Na een paar dagen kregen we de uitslag en zoals ik in mijn vorige blog al aangaf loog deze er niet om. Sem had de GBS-bacterie. Een bacterie die blijkbaar veel zwangere vrouwen met zich meedragen, maar ik had er nog nooit van gehoord. Doordat ik langdurig gebroken vliezen had, 28 uur, is deze bacterie waarschijnlijk overgegaan naar Sem.

Maar hoe kon het dat ik deze bacterie niet kende, terwijl zoveel zwangere vrouwen hier draagster van zijn? Pas na een aantal dagen durfde ik deze bacterie op te zoeken. Bang voor wat ik zou lezen en wat ik tegen zou komen. Groep-B-streptokokken is een bacterie die één op de vijf zwangere vrouwen bij zich dragen. En ongeveer de helft van de vrouwen die deze streptokokken bij zich dragen, geeft ze tijdens de bevalling door aan hun kind. Van alle pasgeborenen wordt ongeveer één op de duizend ziek door een infectie met GBS. De bacteriën dringen dan ook het lichaam binnen. Het kind kan dan zeer ernstig ziek zijn.
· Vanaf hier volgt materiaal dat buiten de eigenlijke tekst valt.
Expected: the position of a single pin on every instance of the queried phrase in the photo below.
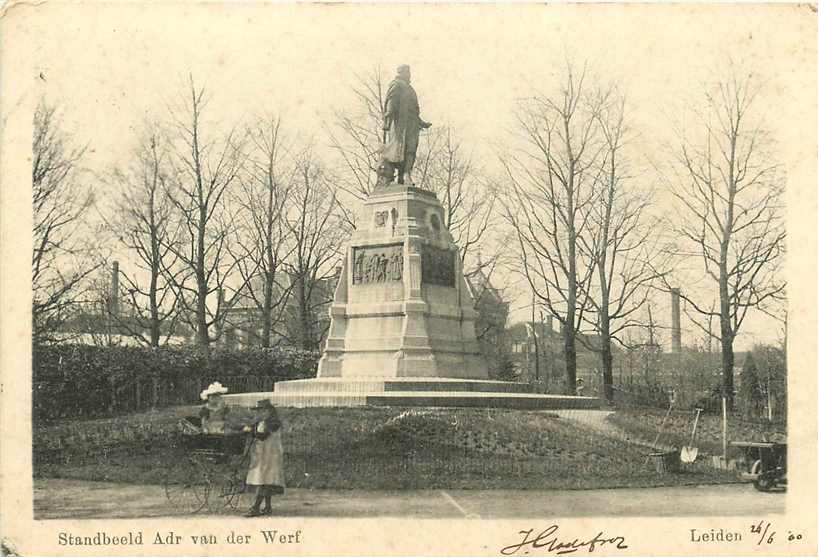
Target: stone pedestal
(401, 307)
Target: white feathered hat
(214, 389)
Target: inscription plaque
(377, 264)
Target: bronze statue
(401, 126)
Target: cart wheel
(763, 482)
(187, 485)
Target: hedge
(75, 381)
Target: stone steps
(415, 384)
(447, 399)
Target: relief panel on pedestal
(377, 264)
(438, 266)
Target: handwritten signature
(548, 539)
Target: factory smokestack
(676, 325)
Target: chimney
(676, 322)
(113, 306)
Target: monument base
(411, 391)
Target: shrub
(73, 380)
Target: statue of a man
(401, 125)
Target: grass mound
(383, 448)
(646, 424)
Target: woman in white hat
(266, 470)
(214, 411)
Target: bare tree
(59, 260)
(263, 245)
(203, 170)
(626, 253)
(552, 193)
(145, 225)
(729, 194)
(315, 227)
(357, 135)
(469, 201)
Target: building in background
(490, 326)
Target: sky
(110, 65)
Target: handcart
(210, 472)
(765, 463)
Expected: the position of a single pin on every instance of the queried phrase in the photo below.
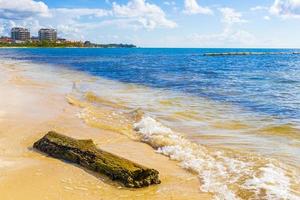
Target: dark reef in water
(249, 53)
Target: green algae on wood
(86, 154)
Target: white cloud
(231, 16)
(192, 7)
(18, 9)
(140, 13)
(286, 8)
(170, 3)
(259, 8)
(79, 12)
(229, 37)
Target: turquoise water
(267, 84)
(233, 120)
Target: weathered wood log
(86, 154)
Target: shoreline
(30, 109)
(108, 118)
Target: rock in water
(86, 154)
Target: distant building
(6, 40)
(87, 44)
(47, 34)
(34, 39)
(61, 40)
(20, 34)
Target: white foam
(223, 175)
(2, 114)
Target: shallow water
(233, 120)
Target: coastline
(121, 118)
(30, 109)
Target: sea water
(232, 119)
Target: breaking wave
(227, 174)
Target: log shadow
(102, 177)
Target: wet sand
(28, 109)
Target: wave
(250, 53)
(228, 175)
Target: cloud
(259, 8)
(231, 16)
(20, 9)
(192, 7)
(140, 13)
(79, 12)
(286, 8)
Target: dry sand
(28, 109)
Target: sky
(162, 23)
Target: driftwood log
(86, 154)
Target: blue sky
(162, 23)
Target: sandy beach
(28, 109)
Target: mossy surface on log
(86, 154)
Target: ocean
(232, 119)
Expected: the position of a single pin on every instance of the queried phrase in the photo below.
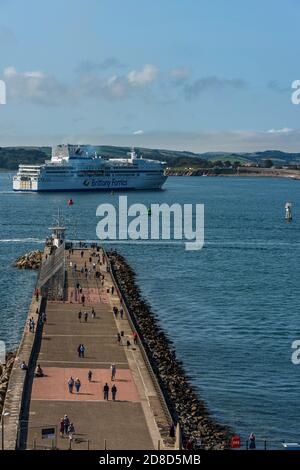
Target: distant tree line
(12, 157)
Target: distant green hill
(11, 157)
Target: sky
(197, 75)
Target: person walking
(106, 391)
(71, 384)
(113, 392)
(77, 384)
(113, 371)
(71, 430)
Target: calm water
(232, 309)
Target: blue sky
(195, 74)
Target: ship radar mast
(133, 154)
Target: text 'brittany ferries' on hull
(74, 168)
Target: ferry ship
(75, 168)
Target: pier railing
(134, 328)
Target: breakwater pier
(98, 372)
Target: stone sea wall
(31, 260)
(5, 370)
(181, 397)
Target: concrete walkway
(130, 422)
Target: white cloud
(140, 78)
(139, 132)
(201, 141)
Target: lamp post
(4, 414)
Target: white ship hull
(112, 183)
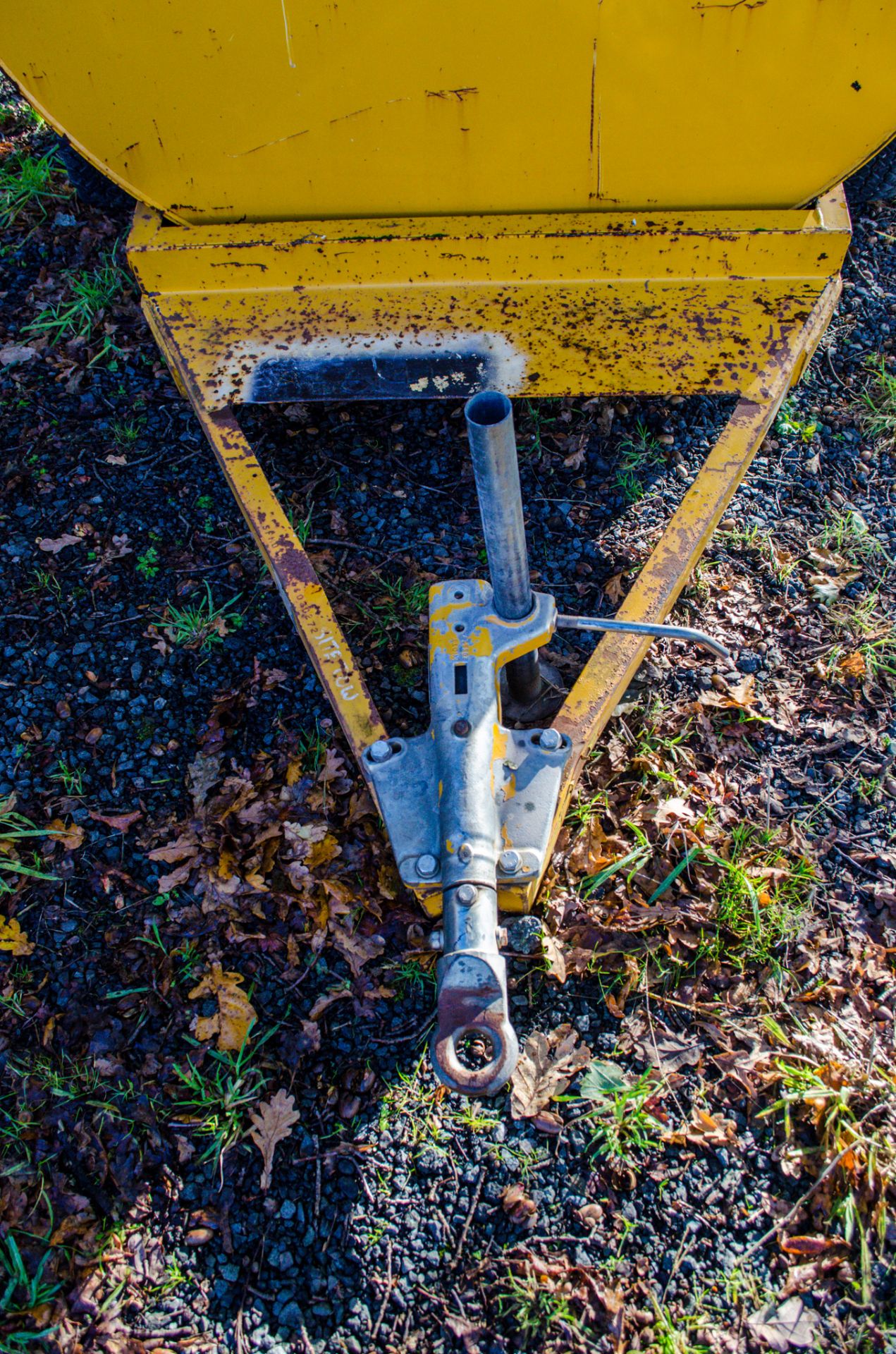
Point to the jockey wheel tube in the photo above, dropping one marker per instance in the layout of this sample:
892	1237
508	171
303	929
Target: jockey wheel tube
497	473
En dat gebeurde bij Sem. Gelukkig wisten de artsen nu waar Sem zo ziek van was, maar hij was dagen later nog altijd in levensgevaar. Hij had torenhoge ontstekingswaarden en echt alles in zijn lijfje werd erdoor aangetast. Sem kreeg sepsis (bloedvergiftiging) en hersenvliesontsteking. Ook de te hoge druk in zijn longetjes kwam hier vandaan.

De dagen daarna bleven we leven tussen hoop en vrees. Het was een ware nachtmerrie. Zelfs zo heftig dat Sem in aanmerking kwam om aan een hart-longmachine (ECMO) gelegd te worden, omdat de middelen op waren. De artsen hadden niet meer mogelijkheden die ze konden inzetten om mijn kleine jongen beter te maken. Maar om aan zo’n machine gelegd te kunnen worden moest hij naar een ziekenhuis in Rotterdam of Nijmegen vervoerd worden en de artsen gaven aan dat hij de rit waarschijnlijk niet zou overleven. Verschrikkelijk! Een ware hel en het was voor de artsen kiezen uit 2 slechte opties.

Ook op dit moment konden we Sem nog altijd niet aanraken, knuffelen en de geborgenheid geven die hij zo nodig had. Uren zat ik langs zijn couveuse in de hoop dat er een wonder zou gebeuren. Want dat hadden we nodig. Ik voelde me naast het verdriet en de onmacht vooral ook heel schuldig. Ik was draagster van deze bacterie en het voelde alsof ik degene was die mijn kindje zo ziek had gemaakt. Ik kon er natuurlijk helemaal niets aan doen, maar in alles voelde ik dat zo.

Steeds vaker hoor en lees ik verhalen van ouders die draagster zijn van deze bacterie. Vaak gaat het naar omstandigheden goed met moeder en kind, maar in sommige gevallen gaat het helemaal mis en kan het zelfs fataal worden. Er moet veel meer bewustwording komen voor deze bacterie die zoveel zwangeren bij zich dragen. In België wordt er al standaard een test uitgevoerd, in Nederland (nog) niet. Ik hoop dat door het delen van mijn verhaal, en de verhalen van andere ouders, GBS meer veel meer bekendheid krijgt!